Efficient delivery of mail: Open mailbox access would cause clutter and confusion in customers’ mailboxes. Most of what goes into the mailbox today are letters, catalogs, and magazines. If curbside mailboxes were unlocked and open to package delivery companies, however, a mail carrier would not be able to fit those very items into the mailbox, or to distinguish between outgoing mail and privately delivered items. At the very least, the carrier would have to spend extra time at your mailbox in order to figure out what’s what. This would slow down the entire mail delivery process, increase the costs of mail delivery, and ultimately raise the price tag of mail for customers.
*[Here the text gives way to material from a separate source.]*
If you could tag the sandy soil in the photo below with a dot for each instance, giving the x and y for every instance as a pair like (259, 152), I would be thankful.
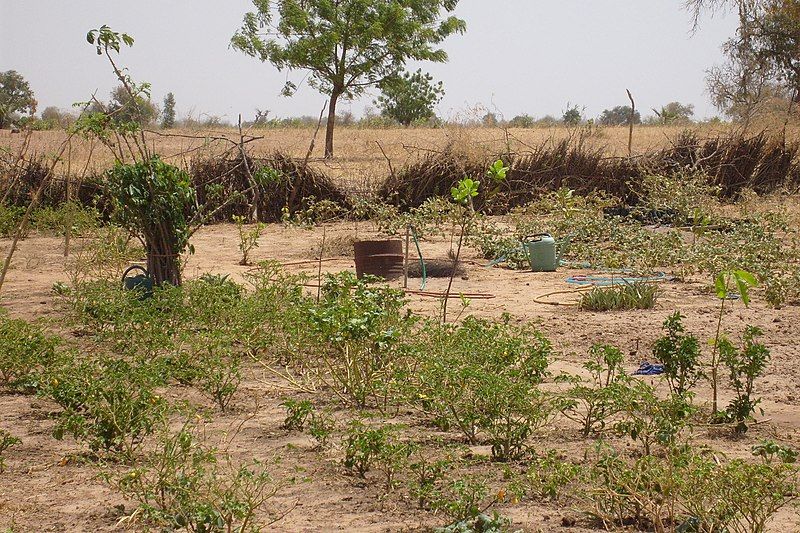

Universal service at affordable and uniform prices: Whether you are sending a regular letter or card across town or across the country, the same Forever stamp will get it there. Exclusive mailbox access helps make that possible. By contrast, open mailbox access would make it easier for competing delivery services to strip certain profitable types of mail away from the Postal Service, such as catalogs and certain types of advertising mail. The Postal Service would be left delivering less profitable types of mail to less profitable areas, and yet it would have less of the more profitable types of mail with which to support those deliveries. This sort of “cream-skimming” competition would gut the Postal Service’s ability to support universal service and to keep it affordable.
Exclusive mailbox access goes hand in hand with the sort of secure, efficient, universal, and affordable mail service that the American people expect and require. Mailbox access cannot be “modernized” without realistic consideration of how else to provide Americans with the efficient, universal delivery of letters and other mail: a public service that the Postal Service currently performs without taxpayer dollars.
And yet, virtually every expert report and customer poll to have discussed the issue is unanimous in supporting continuation of exclusive mailbox access as a way to support universal postal service.
Finally, despite what Mr. Pociask would have you believe, the most recent service performance scores for the Postal Service show significant improvement in all service measurement categories, with record achievement in many categories. This is the result of the Postal Service continually improving processes and adjusting its network to meet customer needs.